Türkiye Maden Suyu Üreticileri Derneği (MASUDER) öncülüğünde bu yıl üçüncüsü düzenlenen Uluslararası Maden Suyu Kongresi "Bir Ömür Maden Suyu" temasıyla sektörün mevcut durumunu ve geleceğini masaya yatırdı.
Kongrede, sektördeki yeniliklerden doğal kaynakların korunmasına, uluslararası pazarlardaki fırsatlardan toplumsal farkındalık çalışmalarına kadar pek çok konu tartışıldı.

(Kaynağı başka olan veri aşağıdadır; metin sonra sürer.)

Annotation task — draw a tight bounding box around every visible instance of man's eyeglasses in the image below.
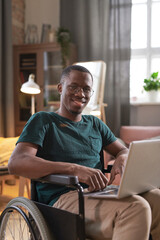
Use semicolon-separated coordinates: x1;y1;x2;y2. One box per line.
68;86;94;97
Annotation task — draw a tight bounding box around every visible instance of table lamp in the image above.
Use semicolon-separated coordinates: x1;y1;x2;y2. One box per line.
20;74;41;115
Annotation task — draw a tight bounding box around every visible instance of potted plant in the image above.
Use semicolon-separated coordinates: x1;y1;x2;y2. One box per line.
143;72;160;102
56;27;71;68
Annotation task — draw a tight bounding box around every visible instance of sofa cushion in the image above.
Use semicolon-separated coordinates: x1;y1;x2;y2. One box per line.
120;126;160;145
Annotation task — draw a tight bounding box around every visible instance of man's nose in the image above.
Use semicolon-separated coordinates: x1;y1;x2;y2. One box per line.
75;88;85;97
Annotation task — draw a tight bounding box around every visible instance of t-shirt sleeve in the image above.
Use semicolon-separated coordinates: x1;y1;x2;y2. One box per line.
97;119;117;147
17;113;47;147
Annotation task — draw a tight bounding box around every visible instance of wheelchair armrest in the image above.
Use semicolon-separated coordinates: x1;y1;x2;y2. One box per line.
34;174;79;185
104;164;113;173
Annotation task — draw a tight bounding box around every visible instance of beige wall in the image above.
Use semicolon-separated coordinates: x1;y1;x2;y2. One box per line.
12;0;25;44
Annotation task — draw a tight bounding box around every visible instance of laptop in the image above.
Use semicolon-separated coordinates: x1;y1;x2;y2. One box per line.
84;139;160;199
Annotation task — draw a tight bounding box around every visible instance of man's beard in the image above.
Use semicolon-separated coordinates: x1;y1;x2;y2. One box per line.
70;110;82;115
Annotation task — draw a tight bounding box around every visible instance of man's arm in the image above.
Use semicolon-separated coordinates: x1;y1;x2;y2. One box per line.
8;142;108;191
104;140;128;184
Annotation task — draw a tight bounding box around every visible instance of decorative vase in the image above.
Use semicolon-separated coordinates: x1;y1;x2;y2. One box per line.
147;90;160;102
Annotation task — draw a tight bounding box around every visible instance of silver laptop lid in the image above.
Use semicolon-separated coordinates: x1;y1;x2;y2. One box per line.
118;139;160;198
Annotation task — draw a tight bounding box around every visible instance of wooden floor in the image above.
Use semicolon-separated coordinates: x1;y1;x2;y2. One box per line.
0;179;28;213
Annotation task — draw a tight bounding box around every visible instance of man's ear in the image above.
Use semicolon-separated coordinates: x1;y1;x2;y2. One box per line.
57;83;62;94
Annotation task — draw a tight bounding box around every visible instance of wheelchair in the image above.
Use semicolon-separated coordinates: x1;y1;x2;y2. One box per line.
0;165;152;240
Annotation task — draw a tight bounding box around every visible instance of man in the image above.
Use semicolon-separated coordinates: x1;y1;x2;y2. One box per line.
8;65;160;240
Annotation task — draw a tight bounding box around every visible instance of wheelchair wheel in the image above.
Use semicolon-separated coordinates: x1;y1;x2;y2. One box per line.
0;197;54;240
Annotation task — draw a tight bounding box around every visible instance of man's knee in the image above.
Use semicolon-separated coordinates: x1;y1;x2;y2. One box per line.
131;196;152;226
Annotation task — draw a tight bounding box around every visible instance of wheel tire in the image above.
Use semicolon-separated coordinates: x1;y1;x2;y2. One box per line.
0;197;54;240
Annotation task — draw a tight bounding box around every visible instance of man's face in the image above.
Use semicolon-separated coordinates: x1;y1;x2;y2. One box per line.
58;70;93;115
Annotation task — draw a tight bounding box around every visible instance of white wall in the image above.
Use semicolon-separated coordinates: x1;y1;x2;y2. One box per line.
25;0;60;42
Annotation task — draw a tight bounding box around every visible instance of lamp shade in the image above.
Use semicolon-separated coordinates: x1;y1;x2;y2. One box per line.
20;74;41;94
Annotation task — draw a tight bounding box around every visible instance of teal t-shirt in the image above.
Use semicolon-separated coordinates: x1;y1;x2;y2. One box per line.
17;112;116;205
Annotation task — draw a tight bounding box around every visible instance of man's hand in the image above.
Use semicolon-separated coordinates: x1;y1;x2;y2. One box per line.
74;164;108;192
108;153;127;185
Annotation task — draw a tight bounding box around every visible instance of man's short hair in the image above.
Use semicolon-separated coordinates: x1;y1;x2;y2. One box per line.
60;65;93;83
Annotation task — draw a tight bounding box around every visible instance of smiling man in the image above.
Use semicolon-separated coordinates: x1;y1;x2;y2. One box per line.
8;65;160;240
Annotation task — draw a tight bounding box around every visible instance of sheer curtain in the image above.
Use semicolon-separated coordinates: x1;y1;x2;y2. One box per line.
0;0;14;137
60;0;131;135
105;0;131;135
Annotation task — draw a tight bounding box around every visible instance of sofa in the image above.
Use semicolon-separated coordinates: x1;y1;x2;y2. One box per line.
0;137;30;197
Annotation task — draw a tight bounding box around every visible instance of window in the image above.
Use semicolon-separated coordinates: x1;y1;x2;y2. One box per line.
130;0;160;101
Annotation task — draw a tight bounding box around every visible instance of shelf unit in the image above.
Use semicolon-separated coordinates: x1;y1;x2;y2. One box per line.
13;43;77;136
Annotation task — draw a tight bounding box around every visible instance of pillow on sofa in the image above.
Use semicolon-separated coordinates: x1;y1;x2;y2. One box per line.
0;137;19;167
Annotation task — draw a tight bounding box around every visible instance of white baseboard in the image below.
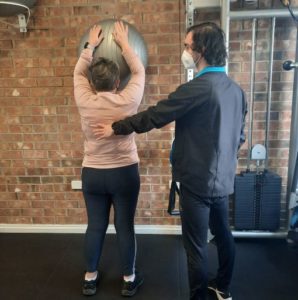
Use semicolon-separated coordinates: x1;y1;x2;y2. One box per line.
0;224;181;234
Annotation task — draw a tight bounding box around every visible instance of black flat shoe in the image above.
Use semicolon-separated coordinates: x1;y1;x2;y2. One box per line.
121;272;144;297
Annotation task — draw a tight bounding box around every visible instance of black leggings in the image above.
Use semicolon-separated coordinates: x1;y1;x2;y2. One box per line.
82;164;140;276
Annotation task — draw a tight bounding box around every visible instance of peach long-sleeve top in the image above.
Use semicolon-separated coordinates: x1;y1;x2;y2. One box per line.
74;47;145;169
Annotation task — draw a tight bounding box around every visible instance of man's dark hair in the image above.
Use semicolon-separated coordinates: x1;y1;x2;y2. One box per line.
187;22;227;66
89;57;120;92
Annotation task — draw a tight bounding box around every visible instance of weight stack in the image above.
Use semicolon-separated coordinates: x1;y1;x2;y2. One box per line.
234;170;281;231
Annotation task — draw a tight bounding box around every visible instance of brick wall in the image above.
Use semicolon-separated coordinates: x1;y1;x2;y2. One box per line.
0;0;185;224
0;0;296;230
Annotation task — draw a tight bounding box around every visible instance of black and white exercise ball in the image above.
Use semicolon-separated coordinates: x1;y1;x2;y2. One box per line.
78;19;148;89
0;0;36;17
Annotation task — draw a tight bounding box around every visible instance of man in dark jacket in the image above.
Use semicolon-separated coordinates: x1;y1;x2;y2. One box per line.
94;22;246;300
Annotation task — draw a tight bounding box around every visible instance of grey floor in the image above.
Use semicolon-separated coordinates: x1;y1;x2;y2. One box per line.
0;233;298;300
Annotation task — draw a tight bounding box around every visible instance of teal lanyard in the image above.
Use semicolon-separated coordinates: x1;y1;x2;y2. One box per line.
195;66;226;78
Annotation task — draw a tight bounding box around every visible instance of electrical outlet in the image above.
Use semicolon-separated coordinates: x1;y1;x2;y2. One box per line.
71;180;82;190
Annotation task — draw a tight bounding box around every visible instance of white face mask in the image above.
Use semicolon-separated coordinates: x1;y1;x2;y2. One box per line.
181;50;196;69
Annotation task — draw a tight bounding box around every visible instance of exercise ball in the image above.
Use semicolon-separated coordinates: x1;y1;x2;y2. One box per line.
78;19;148;89
0;0;36;17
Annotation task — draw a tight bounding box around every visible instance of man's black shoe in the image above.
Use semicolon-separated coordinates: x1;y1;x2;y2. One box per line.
82;272;98;296
121;273;144;297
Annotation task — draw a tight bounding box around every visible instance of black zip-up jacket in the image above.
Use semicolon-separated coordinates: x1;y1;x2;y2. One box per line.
112;72;247;197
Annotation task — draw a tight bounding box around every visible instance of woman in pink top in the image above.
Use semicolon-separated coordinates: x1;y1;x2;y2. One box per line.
74;22;145;296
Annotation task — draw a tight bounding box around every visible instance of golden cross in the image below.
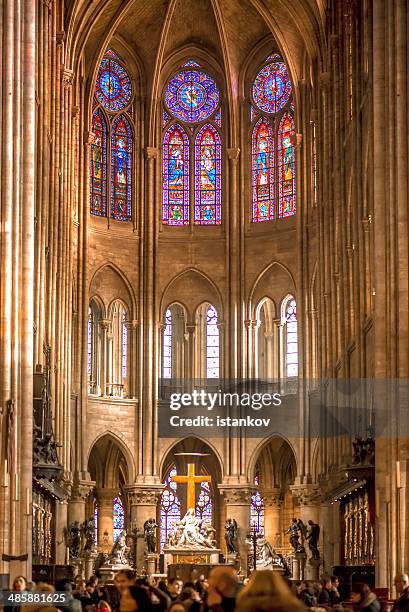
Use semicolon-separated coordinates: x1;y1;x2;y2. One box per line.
171;463;212;510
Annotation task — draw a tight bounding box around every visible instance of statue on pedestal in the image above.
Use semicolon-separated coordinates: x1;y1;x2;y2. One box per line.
109;530;129;567
224;519;239;555
306;521;320;559
285;518;306;554
65;521;81;559
143;518;158;553
168;508;215;548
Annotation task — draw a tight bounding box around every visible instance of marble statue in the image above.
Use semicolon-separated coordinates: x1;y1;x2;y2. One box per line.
285;518;305;554
306;521;320;559
224;519;238;554
168;508;215;548
109;530;129;567
143;518;158;553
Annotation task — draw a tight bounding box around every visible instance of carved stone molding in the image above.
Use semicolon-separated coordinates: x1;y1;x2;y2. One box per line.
219;485;256;506
227;147;240;163
126;485;165;506
145;147;159;159
261;487;284;508
290;485;323;506
61;68;74;89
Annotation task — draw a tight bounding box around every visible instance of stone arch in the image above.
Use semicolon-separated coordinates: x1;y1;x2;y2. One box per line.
249;261;296;319
160;268;223;322
87;431;135;487
90;262;137;319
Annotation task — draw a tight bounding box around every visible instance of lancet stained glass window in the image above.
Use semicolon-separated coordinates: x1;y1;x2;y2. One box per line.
90;49;134;221
194;124;221;225
250;53;296;222
252;118;275;221
90;110;107;217
160;466;180;550
283;296;298;377
250;474;264;535
111;115;132;221
278;113;295;217
196;482;213;525
206;305;220;378
112;497;125;542
162;124;189;225
162;308;172;378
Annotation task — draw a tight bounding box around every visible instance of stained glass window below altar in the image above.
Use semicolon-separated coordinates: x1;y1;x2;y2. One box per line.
112;497;125;542
160;466;181;550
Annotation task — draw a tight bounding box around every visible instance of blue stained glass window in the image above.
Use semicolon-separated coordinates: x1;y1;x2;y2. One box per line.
165;70;220;123
112;497;125;542
111;115;132;221
196;481;213;525
206;305;220;378
95;57;132;111
90;109;108;217
162;124;189;225
160;466;181;550
194;124;222;225
250;474;264;535
253;61;292;113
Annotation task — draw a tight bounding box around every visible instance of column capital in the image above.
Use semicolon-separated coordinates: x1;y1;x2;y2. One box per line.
145;147;159;159
125;319;139;330
61;67;74;89
126;484;165;506
218;484;256;506
71;480;95;501
227;147;240;163
290;484;323;506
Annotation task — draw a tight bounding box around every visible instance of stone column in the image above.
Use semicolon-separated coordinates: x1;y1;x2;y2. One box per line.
219;484;255;575
127;484;165;570
96;487;118;553
262;487;283;548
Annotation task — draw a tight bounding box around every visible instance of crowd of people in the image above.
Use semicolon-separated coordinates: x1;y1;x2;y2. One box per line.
5;566;409;612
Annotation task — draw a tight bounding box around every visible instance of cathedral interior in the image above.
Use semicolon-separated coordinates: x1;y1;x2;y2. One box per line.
0;0;409;596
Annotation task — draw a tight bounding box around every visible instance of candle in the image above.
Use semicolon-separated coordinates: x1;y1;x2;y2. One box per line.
14;472;19;501
3;459;8;487
26;487;30;515
396;461;401;489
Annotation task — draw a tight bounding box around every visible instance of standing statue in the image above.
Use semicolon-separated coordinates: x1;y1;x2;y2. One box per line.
81;518;96;552
306;521;320;559
285;518;305;554
143;518;159;553
109;530;129;567
224;519;239;555
65;521;81;559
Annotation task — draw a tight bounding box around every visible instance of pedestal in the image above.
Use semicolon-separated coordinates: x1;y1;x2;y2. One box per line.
146;553;158;576
305;558;322;580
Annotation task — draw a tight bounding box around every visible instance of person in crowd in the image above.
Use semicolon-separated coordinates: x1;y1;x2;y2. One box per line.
297;580;317;608
317;576;332;608
180;583;201;612
168;578;183;601
351;582;381;612
392;574;409;612
204;566;238;612
236;570;304;612
55;578;82;612
330;576;341;606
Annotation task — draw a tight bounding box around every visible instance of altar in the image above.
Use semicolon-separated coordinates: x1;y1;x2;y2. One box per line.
163;547;221;573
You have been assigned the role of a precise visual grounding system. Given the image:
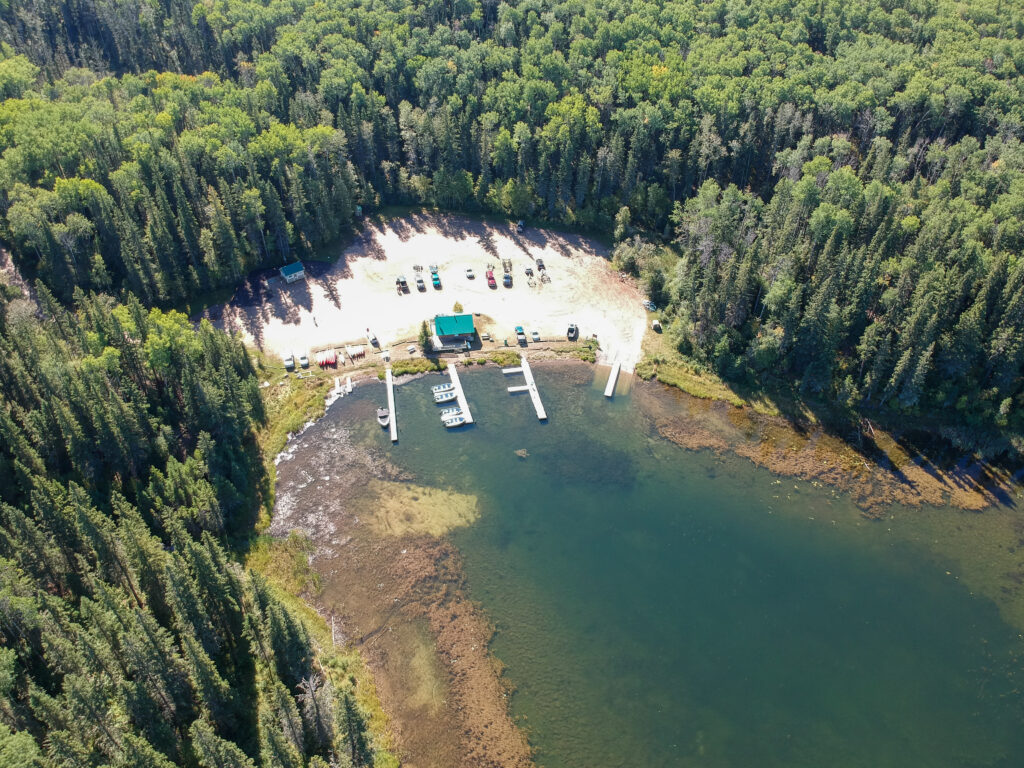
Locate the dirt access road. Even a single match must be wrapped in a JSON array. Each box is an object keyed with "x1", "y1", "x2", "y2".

Türkiye Maden Suyu Üreticileri Derneği (MASUDER) Genel Başkanı Ömer Kızıl, sektörün gelişimi ve gelecek hedefleri hakkında önemli açıklamalarda bulundu.
Kızıl, kongrenin sektör açısından taşıdığı önemi vurgulayarak, "Kongre, maden suyu sektöründe bir birlik ve iş birliği ortamı oluşturmayı başardı. Şimdiye kadar bir markanın liderliğinde yürütülen bir girişimken, artık derneğimizin sahiplendiği ve tüm sektör paydaşlarını bir araya getiren bir etkinlik haline geldi. Bu sayede hem tüketici farkındalığı artırılıyor hem de sektörün büyümesine katkı sağlanıyor" dedi.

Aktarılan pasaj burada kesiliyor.